Face à l’aggravation de la crise économique, à l’insécurité alimentaire et à la dépendance croissante aux marchés étrangers, la question du modèle économique haïtien revient avec insistance : Haïti doit-elle continuer à miser principalement sur les importations ou relancer sa production nationale ?
Dans une réflexion approfondie consacrée à l’économie haïtienne, Inel Torchon met en lumière les faiblesses structurelles du pays ainsi que les pistes pouvant conduire à une relance durable de la production nationale.
Selon l’analyse développée par Inel Torchon, l’économie haïtienne est devenue extrêmement dépendante des produits importés, notamment le riz, les produits manufacturés et plusieurs biens de consommation courante. Cette situation expose le pays aux fluctuations des marchés internationaux, à la hausse du dollar américain et aux crises logistiques mondiales.
L’auteur rappelle qu’avant les grandes politiques de libéralisation économique des années 1980 et 1990, Haïti parvenait à produire une grande partie de ses besoins alimentaires. Cependant, la baisse des tarifs douaniers imposée dans le cadre des programmes d’ajustement structurel a favorisé l’arrivée massive de produits étrangers subventionnés, particulièrement le riz américain, provoquant un recul important de la production locale.
Cette ouverture économique mal encadrée aurait accéléré l’exode rural, affaibli les paysans et renforcé la concentration économique entre les mains de quelques groupes dominants.
Le texte insiste sur l’état préoccupant du secteur agricole haïtien. Faible mécanisation, manque d’irrigation, absence d’infrastructures rurales, difficultés d’accès au crédit et vulnérabilité climatique constituent autant d’obstacles freinant la productivité nationale.

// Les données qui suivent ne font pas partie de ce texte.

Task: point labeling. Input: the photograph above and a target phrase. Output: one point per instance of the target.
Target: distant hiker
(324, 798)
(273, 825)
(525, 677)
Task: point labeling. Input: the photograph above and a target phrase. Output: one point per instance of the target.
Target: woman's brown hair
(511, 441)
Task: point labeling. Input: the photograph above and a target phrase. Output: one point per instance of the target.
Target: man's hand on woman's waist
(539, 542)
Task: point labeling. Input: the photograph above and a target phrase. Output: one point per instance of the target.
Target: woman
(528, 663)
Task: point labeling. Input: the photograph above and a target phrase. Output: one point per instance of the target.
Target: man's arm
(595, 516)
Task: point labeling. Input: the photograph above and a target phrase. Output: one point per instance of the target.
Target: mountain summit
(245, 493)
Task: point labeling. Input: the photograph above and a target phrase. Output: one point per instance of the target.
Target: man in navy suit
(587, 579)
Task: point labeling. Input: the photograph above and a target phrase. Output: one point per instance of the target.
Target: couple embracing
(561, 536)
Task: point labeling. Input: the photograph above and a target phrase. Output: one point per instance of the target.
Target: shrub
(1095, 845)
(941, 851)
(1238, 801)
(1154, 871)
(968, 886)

Pour l’auteur, l’agriculture demeure pourtant un secteur stratégique capable de garantir la sécurité alimentaire et de réduire la pauvreté dans les zones rurales. Il estime qu’aucune relance économique durable ne sera possible sans une véritable politique de redressement agricole.

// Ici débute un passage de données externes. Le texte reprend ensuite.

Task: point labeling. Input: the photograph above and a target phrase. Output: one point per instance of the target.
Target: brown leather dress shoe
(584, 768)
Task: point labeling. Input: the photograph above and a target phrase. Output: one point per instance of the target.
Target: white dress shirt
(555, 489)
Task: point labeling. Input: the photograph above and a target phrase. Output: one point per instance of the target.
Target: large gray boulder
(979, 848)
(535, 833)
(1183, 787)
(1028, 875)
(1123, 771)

Inel Torchon souligne également que la dégradation des campagnes et l’absence d’investissements dans les provinces ont contribué à l’exode vers Port-au-Prince, aggravant la précarité urbaine et les tensions sociales.
Au-delà de l’agriculture, l’auteur observe que le secteur industriel haïtien peine à se développer dans un contexte marqué par l’insécurité, les coupures d’électricité, les coûts élevés de production et les difficultés logistiques.
Le secteur manufacturier, notamment celui de l’assemblage textile, a enregistré une baisse significative de ses exportations et de nombreux emplois ont disparu au cours des dernières années.
L’analyse pointe également la forte concentration des richesses dans certains groupes économiques influents contrôlant des secteurs stratégiques comme les ports, les importations, l’énergie, les banques et la distribution.
Malgré ce constat difficile, l’auteur estime qu’Haïti dispose encore d’importants leviers pour reconstruire son économie. Il plaide pour une stratégie de développement fondée sur :
- le soutien à la production agricole ;
- le financement des petites et moyennes entreprises ;
- le développement des infrastructures rurales ;
- la modernisation des filières industrielles ;
- la formation technique et professionnelle ;
- une politique industrielle adaptée ;
- et un protectionnisme intelligent capable de protéger temporairement certaines productions nationales.
L’auteur évoque également l’importance du transfert de compétences de la diaspora, du renforcement institutionnel et d’une gouvernance plus stable afin d’encourager les investissements productifs.
Dans sa conclusion, Inel Torchon précise que la solution ne consiste pas à rejeter totalement les importations, mais plutôt à réduire la dépendance excessive du pays envers l’extérieur.
Selon lui, produire davantage en Haïti représente une nécessité économique et stratégique pour créer des emplois, renforcer la sécurité alimentaire et construire une économie plus résiliente face aux crises internationales.
Cette réflexion met en évidence l’urgence pour Haïti de repenser son modèle économique autour d’une vision de long terme capable de valoriser les ressources nationales et de restaurer les capacités productives du pays.